Le site hospitalier de Jean-Rostand comporte aujourd'hui deux services : une maternité et un service de rééducation fonctionnelle. Pour proposer aux malades un service moderne, notamment sur le plan hôtelier, l'activité de rééducation fonctionnelle devrait être transférée à la fin de l'année 2007 vers le site Charles-Foix, qui est situé à moins de deux kilomètres, dans un bâtiment rénové.
La décision de fermeture de la maternité est, pour sa part, guidée par des enjeux de sécurité des soins et du bâti. En particulier, cet établissement, malgré la grande compétence des personnels qui y travaillent, n'offre plus la couverture médicale qu'un grand centre hospitalier universitaire est en devoir d'offrir : taille critique insuffisante pour organiser la continuité de la prise en charge médicale, isolement géographique, couverture néonatale et pédiatrique insuffisante.
Au vu de ce constat, le choix a été fait de construire une maternité de niveau 3 à l'hôpital du Kremlin-Bicêtre, site hospitalier de taille plus importante et plus propice à un tel projet. Cette opération suppose pour aboutir le transfert de l'ensemble de l'équipe de Jean-Rostand, ainsi que des moyens additionnels en provenance d'autres hôpitaux de l'AP-HP, dans un contexte de démographie médicale défavorable.
Sur le plan quantitatif, la nouvelle maternité de Bicêtre sera en mesure de réaliser 3 000 à 3 500 accouchements chaque année, soit 1 300 de plus qu'à l'heure actuelle. Elle comportera en effet soixante-quinze lits, dont dix lits de gynécologie, contre quarante-huit lits actuellement à Jean-Rostand.
Sur le plan qualitatif, cette maternité de niveau 3 constituera le premier et unique plateau technique périnatal de ce type dans le département du Val-de-Marne. Elle pourra ainsi jouer un rôle important dans le pilotage du réseau femme-mère-enfant. Le chantier devrait être terminé en 2008.
Il me semble utile de souligner que la nouvelle implantation de la maternité ne sera en aucun cas pénalisante pour la population d'Ivry, car cette dernière ne sera pas plus éloignée qu'elle ne l'est actuellement de Jean-Rostand, c'est-à-dire d'un kilomètre et demi.
Il est également important de signaler que le professeur René Frydmann et les directeurs exécutifs des GHU Est et Sud de l'AP-HP, ont pris l'attache des élus du conseil général du Val-de-Marne et de la mairie d'Ivry aux fins d'engager une réflexion sur les formes alternatives à l'hospitalisation traditionnelle - centre périnatal de proximité, hôtel maternel, soins de suite périnataux - pouvant prendre place éventuellement sur le site de Jean-Rostand et s'intégrer dans le réseau périnatal du Val-de-Marne, avec un opérateur gestionnaire autre que l'Assistance publique-Hôpitaux de Paris.
Dans ce contexte, il me semble que le projet global proposé par l'AP-HP s'inscrit bien dans une démarche performante pour les soins et un souci de proximité.
Mme la présidente.

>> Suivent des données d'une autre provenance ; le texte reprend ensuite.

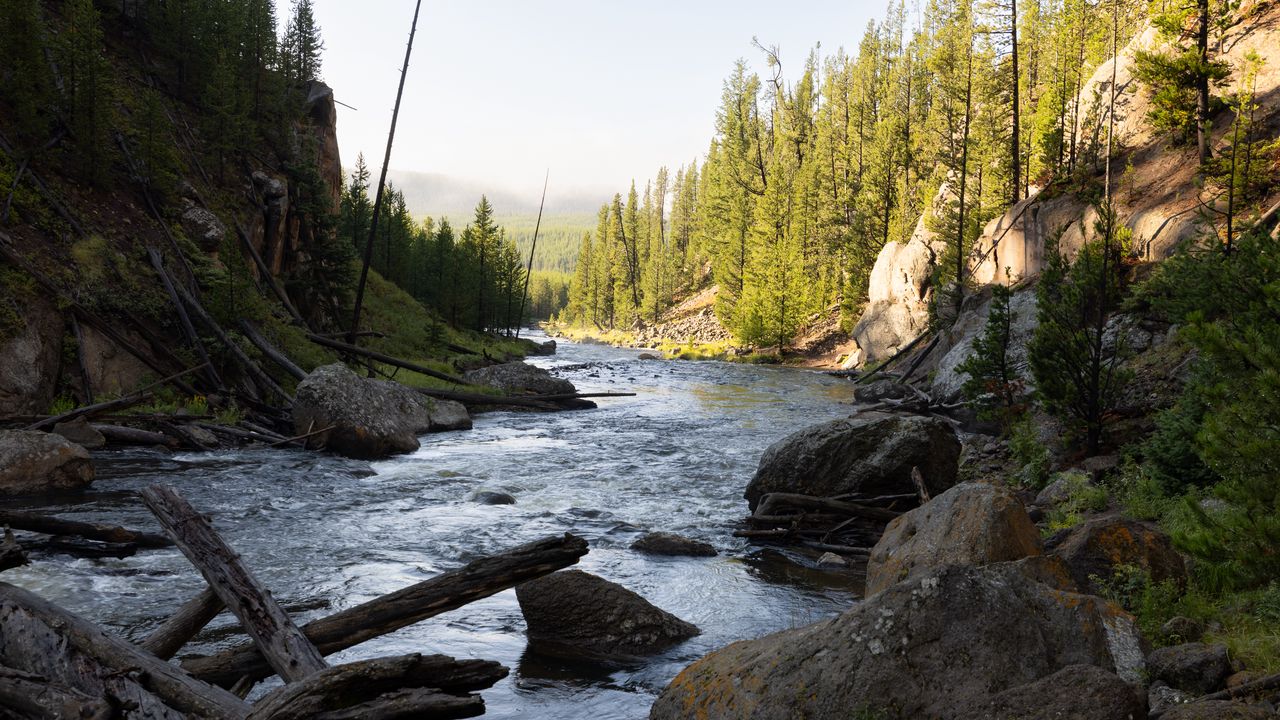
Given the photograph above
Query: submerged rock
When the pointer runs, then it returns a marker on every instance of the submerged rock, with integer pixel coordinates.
(33, 463)
(871, 454)
(969, 524)
(370, 418)
(935, 646)
(576, 614)
(671, 543)
(1101, 545)
(520, 378)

La parole est à M. Jean-Claude Lefort.
M. Jean-Claude Lefort. Monsieur le ministre, vous êtes aussi sourd que votre prédécesseur. C'est vraiment dommage. Vous arrivez au gouvernement, il aurait été bien de prendre la main que je vous ai tendue.
Les arguments qu'on a rédigés pour vous sont largement dépassés ou à côté de la vérité. C'est très important de voir les choses en face. Parler d'insécurité des soins dans une maternité qui réalise 2 300 accouchements par an me paraît être de l'ordre du fantasme le plus total. En vérité, derrière cet argument se cache une restriction de l'offre en matière de maternités.
Vous avez indiqué que cela ne pénaliserait pas les habitants d'Ivry parce que le Kremlin-Bicêtre est à un kilomètre et demi de cette maternité mais, monsieur le ministre, on y vient de quatorze communes, c'est un bassin de population de 400 000 personnes qui est concerné. Votre argument du kilométrage, du millimétrage comptable, de même que comptable vous êtes en matière de sécurité sociale, est absolument irrecevable.
Quant à dire qu'une fois vidée cette maternité du service public, les collectivités locales pourront la réinvestir à leurs frais, c'est absolument intolérable et inacceptable.